Curiously, Albertans seem to be happy spending money to avoid paying roughly the same amount in taxes. Case in point: the recycling programs that Jimbo referred to earlier. Without curbside recycling, Albertans stored all their recyclables, and eventually took them to a recycling and/or bottle depot–incurring fuel costs in the process; and in some cases, time costs as well. Especially given today’s fuel prices, I can easily see where one trip to the recycling depot would cost about the same in fuel as what Jimbo said the cost would be per month.

The attitude is changing, albeit slowly.

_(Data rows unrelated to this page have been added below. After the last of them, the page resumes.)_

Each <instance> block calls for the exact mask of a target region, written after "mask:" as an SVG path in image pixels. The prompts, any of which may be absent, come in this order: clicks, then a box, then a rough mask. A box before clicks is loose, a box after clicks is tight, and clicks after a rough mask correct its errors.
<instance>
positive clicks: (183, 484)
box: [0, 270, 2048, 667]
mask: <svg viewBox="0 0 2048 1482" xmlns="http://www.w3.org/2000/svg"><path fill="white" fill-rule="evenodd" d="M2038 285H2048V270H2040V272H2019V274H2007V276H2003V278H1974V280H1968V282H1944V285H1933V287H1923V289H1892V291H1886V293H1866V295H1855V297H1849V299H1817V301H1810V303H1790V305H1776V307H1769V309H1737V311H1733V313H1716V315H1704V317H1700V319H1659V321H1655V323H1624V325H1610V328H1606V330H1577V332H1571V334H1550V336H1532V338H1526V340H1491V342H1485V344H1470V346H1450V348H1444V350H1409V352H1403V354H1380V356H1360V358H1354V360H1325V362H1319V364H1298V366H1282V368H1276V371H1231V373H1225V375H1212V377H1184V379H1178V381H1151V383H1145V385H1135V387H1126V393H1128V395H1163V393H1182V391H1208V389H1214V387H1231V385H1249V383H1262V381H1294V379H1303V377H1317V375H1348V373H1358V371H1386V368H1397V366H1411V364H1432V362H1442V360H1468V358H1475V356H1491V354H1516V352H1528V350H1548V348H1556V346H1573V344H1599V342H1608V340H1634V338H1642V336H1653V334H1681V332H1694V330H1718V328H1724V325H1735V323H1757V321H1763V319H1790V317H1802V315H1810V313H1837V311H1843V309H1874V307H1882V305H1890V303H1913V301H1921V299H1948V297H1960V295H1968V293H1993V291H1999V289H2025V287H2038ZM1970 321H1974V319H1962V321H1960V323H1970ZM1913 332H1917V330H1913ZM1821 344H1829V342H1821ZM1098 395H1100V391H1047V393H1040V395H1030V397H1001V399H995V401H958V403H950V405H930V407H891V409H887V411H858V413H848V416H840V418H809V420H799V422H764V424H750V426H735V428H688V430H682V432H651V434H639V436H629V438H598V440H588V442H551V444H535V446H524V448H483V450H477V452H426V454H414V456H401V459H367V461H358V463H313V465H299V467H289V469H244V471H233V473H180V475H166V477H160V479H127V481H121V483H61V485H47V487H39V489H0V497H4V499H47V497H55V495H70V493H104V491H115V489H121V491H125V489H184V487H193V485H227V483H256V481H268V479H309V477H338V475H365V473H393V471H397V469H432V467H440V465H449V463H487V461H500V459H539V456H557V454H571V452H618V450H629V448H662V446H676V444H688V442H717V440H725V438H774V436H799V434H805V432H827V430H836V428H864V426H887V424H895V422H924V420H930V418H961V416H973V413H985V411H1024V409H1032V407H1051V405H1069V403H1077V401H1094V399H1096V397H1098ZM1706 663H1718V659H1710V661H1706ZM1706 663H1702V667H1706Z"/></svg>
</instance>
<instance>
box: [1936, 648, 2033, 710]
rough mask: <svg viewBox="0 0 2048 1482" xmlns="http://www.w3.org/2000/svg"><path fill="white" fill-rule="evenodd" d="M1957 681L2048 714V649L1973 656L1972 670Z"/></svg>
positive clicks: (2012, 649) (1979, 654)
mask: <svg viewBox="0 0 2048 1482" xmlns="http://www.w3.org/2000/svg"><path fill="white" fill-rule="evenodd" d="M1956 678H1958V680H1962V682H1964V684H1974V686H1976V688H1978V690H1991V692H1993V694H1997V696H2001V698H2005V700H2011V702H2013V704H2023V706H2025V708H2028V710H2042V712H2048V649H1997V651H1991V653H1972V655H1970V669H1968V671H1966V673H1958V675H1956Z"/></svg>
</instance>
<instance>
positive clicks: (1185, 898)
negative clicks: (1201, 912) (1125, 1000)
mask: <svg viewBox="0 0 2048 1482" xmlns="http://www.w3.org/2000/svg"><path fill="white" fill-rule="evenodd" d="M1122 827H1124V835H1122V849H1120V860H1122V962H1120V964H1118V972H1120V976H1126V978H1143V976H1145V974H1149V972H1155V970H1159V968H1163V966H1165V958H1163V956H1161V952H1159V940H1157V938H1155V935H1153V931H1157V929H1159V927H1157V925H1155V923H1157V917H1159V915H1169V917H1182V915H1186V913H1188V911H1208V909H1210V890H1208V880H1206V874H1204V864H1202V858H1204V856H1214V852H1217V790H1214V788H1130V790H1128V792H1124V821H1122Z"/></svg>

People from other provinces arrive in Alberta, and wonder why Alberta is the way it is, given that things work so much better, are more efficient, etc. back in _____. There are no real answers, other than “we hate taxes,” and “we’ve always done things this way”; which don’t really fly in the face of, “you mean you store up old cardboard and newspapers for a month and drive them to a depot, when they can be picked up weekly at the curb with minimal effort on your part?” arguments. At least one of our local councillors, being a native Albertan who has been fortunate enough to have seen the way things work elsewhere, is pushing hard for curbside recycling here. His efforts and arguments seem to be making some headway, but as I said, it is slow.

Nope. Not when she doesn’t give up her dead --we’d rather be live pirates.

November is for cleaning house. December-April=ski; April-May=white water; May-September=dragon boat, outrigger, sea kayak and canoe; September-October=hike and bike. Nothing worth going outside for in November. That month is just plain nasty.

OC-1. Today I took the yellow one. It yaws to the left. I go out and paddle for an hour, lately while listening to Strung Out on my iPod. I don’t go really fast, but I don’t allow a lot of breaks either, so I manage about 5.5km each time, never stopping for more time than I need to get a sip of water.

It’s down a canal and back, though, so not much variety. I circle around one bridge’s supports and come back. I’d love to paddle regularly on a lake, but for now I just use the equipment available at my dragon boat club’s site. Here’s a picture of a nearly empty boat (rescheduled practice time that worked for no one!) and a rainbow. That was the first time I steered. I think I may have posted this here before! It’s a really pretty a peaceful place to be. It’s also rather narrow, so a great place to learn to turn!

That’s kind of what I’m wondering - if you add up all the municipal, provincial and federal taxes and fees, what percentage of income is that, and how does it compare to elsewhere?